This project will focus on the ways in which radical anglophone poets of the post-1945 period reimagined the space of the page and its relations to prosody, the voice, and the body. It will analyze how these poets exploited what Nathaniel Mackey has called “graphicity”—“line breaks, multiple margins, orthography, typography and so on”[2]—to reveal antagonisms and contradictions within language itself.

It will also reflect on the links between underground textual production and the social, political, and technological transformations of the period. To what extent are social and economic relations legible in the material and visual forms of poems?
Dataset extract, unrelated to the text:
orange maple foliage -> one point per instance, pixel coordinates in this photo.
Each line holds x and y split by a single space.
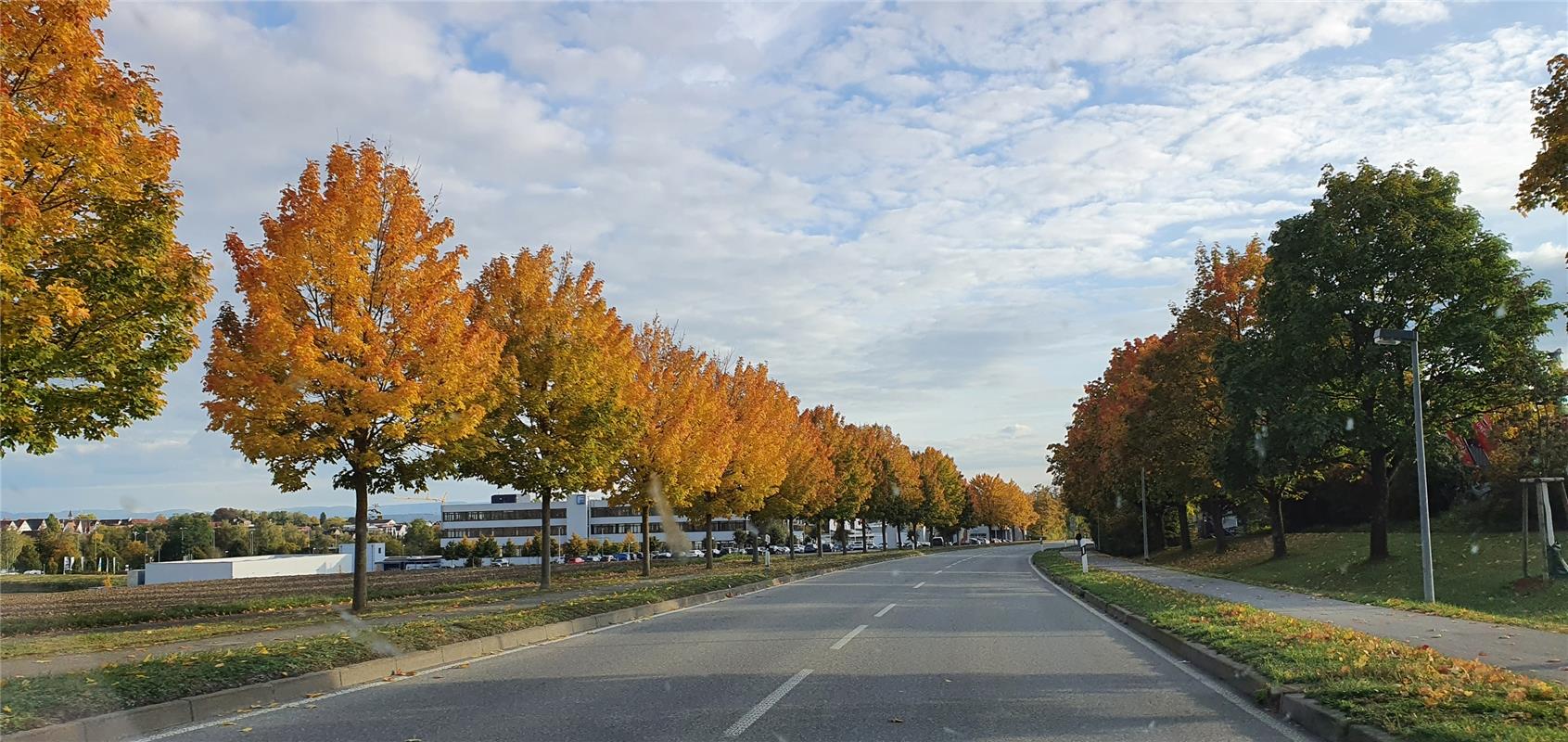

How did nonconformist poets and publishers of the later twentieth century appropriate or resist capitalist literary technologies? How has the (often collective) labour of editing, typesetting, and printing served—overtly or tacitly—to build solidarity within and between radical poetic and political movements?

The research will concentrate on documentary material related to the design and production of poetry: manuscripts, drafts, page proofs, correspondence, etc. In the process, it will ask how we can work with archival material in ways that are attentive to the physical and temporal processes of literary production.

1. Amiri Baraka, “In Memory of Radio,” c. 1962.
2. Nathaniel Mackey, “That Words Can Be on the Page,” in Discrepant Engagement: Dissonance, Cross-Culturality, and Experimental Writing (Cambridge, 1993), 122, 123.